Uploaded image for project: 'Aurora'
  1. Aurora
  2. AURORA-1781

Sandbox taskfs setup fails (groupadd error)

    Details

    • Type: Bug
    • Status: Open
    • Priority: Major
    • Resolution: Unresolved
    • Affects Version/s: 0.16.0
    • Fix Version/s: None
    • Component/s: Docker, Executor
    • Labels:
      None

      Description

      I hit what smells like a permission issue w/ `/etc/group` when trying to use a docker-image (unified containerizer setup) with mesos-1.0.0. and aurora-0.16.0-rc2. I cannot reproduce issue w/ mesos-0.28.2 and aurora-015.0.
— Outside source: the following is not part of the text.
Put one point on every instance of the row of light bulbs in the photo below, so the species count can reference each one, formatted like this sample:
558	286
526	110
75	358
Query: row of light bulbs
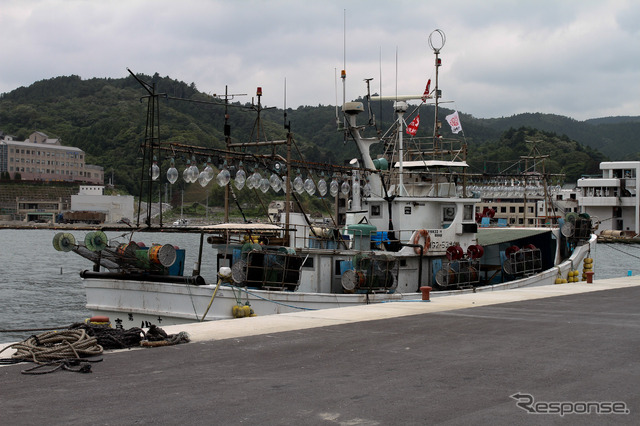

      Failed to initialize sandbox: Failed to create group in sandbox for task image: Command '['groupadd', '-R', '/var/lib/mesos/slaves/5d28d0cc-2793-4471-82d5-e67276c53f70-S2/frameworks/20160221-001235-3801519626-5050-1-0000/executors/thermos-nobody-prod-jenkins-0-47cc7824-565b-4265-9ab4-9ba3f364ebed/runs/a3f78288-4865-4166-8685-1ad941562f2f/taskfs', '-g', '99', 'nobody']' returned non-zero exit status 10
      
      [root@mesos-master01of2 taskfs]# pwd
      /var/lib/mesos/slaves/5d28d0cc-2793-4471-82d5-e67276c53f70-S2/frameworks/20160221-001235-3801519626-5050-1-0000/executors/thermos-nobody-prod-jenkins-0-47cc7824-565b-4265-9ab4-9ba3f364ebed/runs/a3f78288-4865-4166-8685-1ad941562f2f/taskfs
      [root@mesos-master01of2 taskfs]# groupadd -R $PWD -g 99 nobody
      groupadd: cannot lock /etc/group; try again later.
      

      Maybe related to AURORA-1761

      I'm running CoreOS with the mesos-agent (and thermos) inside docker. Here is the gist of how it's started.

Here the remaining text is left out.